Was würde eine zweite Trump-Amtszeit für Deutschland bedeuten?

▶︎ BILD traf Grenell beim Republikaner-Parteitag in Milwaukee (Wisconsin). Das sagte er über …

… die Frage, ob sich Deutschland auf ihn als Chefdiplomat Amerikas freuen würde: „Es ist mir egal, ob man sich freut. Mit geht’s nur um Amerika.“

… über Trumps Vize-Kandidat JD Vance: „Ich glaube, wir sind Freunde, und wir haben recht. Ja, wir sind Populisten, aber diese Bezeichnung ärgert uns nicht. Weil das Gegenteil davon ein linker Elitist ist.“

… über Kanzler Scholz: „Ja, er ist ein linker Elitist.“ Dennoch betont Grenell: „Ich mag Olaf Scholz, ich habe meine begrenzte Zeit mit ihm wirklich sehr genossen. Ich fand ihn sehr schlau.“

… über Scholz‘ Lob für das Buch von Vance, das ihn zu Tränen rührte: „Politiker machen politische Dinge und sie sprechen mit doppelter Zunge. Sie sagen Dinge wie: ‚Ich liebe dieses Buch‘. Und plötzlich ist der Autor des Buches Republikaner, und dann heißt es: ‚Das gefällt mir nicht.‘ Das ist albern. Das sehen wir alle. Wir alle sehen die Doppelmoral darin. Er denkt, er kommt damit durch. Aber das wird er nicht.“

Hintergrund: Scholz erzählte einst, dass er von dem Bestseller-Buch von J.D. Vance „Hillbilly Elegy“ zu Tränen gerührt gewesen sei. Später bezeichnete er es als „Tragik“, dass Vance sich von einem Trump-Gegner zu dessen Befürworter entwickelt habe. Über das Buch-Thema könne er „heute mit dem Autor wohl nicht mehr diskutieren, fürchte ich“.

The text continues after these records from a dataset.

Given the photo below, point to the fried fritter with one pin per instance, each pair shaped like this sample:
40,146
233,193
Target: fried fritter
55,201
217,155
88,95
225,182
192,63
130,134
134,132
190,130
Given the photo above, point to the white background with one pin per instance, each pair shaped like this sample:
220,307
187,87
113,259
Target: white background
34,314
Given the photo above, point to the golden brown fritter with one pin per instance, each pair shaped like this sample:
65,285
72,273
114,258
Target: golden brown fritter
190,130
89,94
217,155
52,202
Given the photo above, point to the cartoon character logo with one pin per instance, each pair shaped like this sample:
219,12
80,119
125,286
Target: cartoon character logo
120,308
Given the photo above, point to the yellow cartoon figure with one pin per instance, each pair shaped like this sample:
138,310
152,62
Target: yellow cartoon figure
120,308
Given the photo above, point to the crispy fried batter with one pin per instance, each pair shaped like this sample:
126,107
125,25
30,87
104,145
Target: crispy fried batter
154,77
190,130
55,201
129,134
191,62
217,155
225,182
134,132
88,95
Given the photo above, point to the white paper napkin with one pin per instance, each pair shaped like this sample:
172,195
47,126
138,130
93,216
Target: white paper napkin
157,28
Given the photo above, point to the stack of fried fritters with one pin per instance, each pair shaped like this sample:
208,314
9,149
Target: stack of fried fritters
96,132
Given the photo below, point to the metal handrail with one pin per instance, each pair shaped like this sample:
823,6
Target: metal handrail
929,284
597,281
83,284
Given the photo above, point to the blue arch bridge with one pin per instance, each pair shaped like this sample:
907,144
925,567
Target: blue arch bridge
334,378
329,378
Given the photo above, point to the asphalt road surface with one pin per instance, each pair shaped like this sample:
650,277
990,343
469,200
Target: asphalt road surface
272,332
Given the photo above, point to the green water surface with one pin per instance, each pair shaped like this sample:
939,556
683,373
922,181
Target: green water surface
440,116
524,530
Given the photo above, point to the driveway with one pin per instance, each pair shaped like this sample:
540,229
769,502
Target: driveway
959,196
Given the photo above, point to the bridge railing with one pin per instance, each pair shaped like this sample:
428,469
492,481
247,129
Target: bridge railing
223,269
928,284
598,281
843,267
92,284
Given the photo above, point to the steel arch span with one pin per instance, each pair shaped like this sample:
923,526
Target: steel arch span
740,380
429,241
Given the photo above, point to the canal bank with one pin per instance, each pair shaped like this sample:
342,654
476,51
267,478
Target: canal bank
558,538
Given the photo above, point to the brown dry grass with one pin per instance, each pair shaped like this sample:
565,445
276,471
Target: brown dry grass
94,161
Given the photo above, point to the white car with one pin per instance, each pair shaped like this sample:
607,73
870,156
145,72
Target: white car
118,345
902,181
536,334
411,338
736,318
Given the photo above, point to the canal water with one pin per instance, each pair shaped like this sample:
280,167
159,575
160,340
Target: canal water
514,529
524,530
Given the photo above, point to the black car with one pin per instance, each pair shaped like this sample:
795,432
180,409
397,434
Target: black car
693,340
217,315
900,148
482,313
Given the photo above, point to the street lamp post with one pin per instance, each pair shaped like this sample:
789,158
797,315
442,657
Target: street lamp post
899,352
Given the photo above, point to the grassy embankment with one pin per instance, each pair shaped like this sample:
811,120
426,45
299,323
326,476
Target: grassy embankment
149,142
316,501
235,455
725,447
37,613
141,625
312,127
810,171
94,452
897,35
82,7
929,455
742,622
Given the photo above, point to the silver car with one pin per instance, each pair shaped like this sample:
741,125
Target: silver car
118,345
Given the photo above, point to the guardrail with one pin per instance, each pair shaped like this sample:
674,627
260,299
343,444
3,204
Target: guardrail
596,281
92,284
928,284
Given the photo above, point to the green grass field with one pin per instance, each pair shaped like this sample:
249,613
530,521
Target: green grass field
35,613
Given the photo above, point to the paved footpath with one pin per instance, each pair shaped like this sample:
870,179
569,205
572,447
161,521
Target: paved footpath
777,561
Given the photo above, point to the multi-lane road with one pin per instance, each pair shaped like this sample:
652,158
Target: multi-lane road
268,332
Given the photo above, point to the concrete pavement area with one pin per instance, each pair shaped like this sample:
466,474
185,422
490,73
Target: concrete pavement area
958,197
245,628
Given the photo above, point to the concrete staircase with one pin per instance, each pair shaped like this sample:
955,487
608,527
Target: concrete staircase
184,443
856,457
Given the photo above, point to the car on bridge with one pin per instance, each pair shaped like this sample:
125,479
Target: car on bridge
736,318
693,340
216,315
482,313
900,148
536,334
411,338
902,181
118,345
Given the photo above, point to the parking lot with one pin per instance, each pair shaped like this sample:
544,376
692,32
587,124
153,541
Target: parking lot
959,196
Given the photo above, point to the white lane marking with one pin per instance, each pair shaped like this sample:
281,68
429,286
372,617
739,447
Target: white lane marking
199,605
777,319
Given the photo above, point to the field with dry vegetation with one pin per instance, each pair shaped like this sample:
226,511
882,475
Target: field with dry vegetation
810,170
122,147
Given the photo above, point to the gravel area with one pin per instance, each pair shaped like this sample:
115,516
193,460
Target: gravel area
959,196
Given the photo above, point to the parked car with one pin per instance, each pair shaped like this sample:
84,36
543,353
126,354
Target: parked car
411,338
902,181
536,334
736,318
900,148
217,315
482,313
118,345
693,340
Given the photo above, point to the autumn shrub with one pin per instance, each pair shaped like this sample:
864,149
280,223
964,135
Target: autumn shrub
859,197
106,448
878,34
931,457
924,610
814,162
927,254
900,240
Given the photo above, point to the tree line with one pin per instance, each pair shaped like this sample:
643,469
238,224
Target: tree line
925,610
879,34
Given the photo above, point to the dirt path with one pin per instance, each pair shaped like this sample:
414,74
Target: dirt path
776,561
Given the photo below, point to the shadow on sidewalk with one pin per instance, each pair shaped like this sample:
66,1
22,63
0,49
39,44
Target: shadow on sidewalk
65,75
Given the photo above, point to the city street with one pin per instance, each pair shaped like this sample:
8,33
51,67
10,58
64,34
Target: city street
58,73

„Als Trump da war, war Europa nicht im Krieg“

… über Ricarda Langs Warnung, eine Trump-Regierung mit Vance wäre schlecht für Europa: „Europa ist im Krieg. Als Trump da war, war Europa nicht im Krieg.“

… die Bundesregierung und was sie anders machen muss: „Regierungen, die sich um ihre Bevölkerung kümmern, sind die erfolgreichen. Deutschland muss Germany First anstellen.“

Hat gute Chancen, im Falle eines Trump-Wahlsiegs nächster US-Außenminister zu werden: Richard Grenell. Er hält seit Jahren treu zu Trump, gehört zu seinem engen Umfeld
Foto: GIORGOS MOUTAFIS

… Donald Trump: „Ziemlich einfacher Typ, fantastisch darin, eine Idee hin- und herzudiskutieren, bis ein guter Deal rauskommt.“ Tipp an Scholz: Er sollte Trump anrufen.

… US-Präsident Joe Biden: „Ich glaube, er wird von den Eliten von der Bühne gedrängt, die die Demokratie aushöhlen. (…) Wollen Sie mir erzählen, dass Joe Biden im Juli 2024 plötzlich an Demenz erkrankt ist? Das haben wir alle im letzten Jahr gesehen. Sie haben ihn gewählt, und sie wussten genau, wer er ist.“ ABER: Die Demokraten-Wähler, so Grenell, wollten Biden gar nicht austauschen.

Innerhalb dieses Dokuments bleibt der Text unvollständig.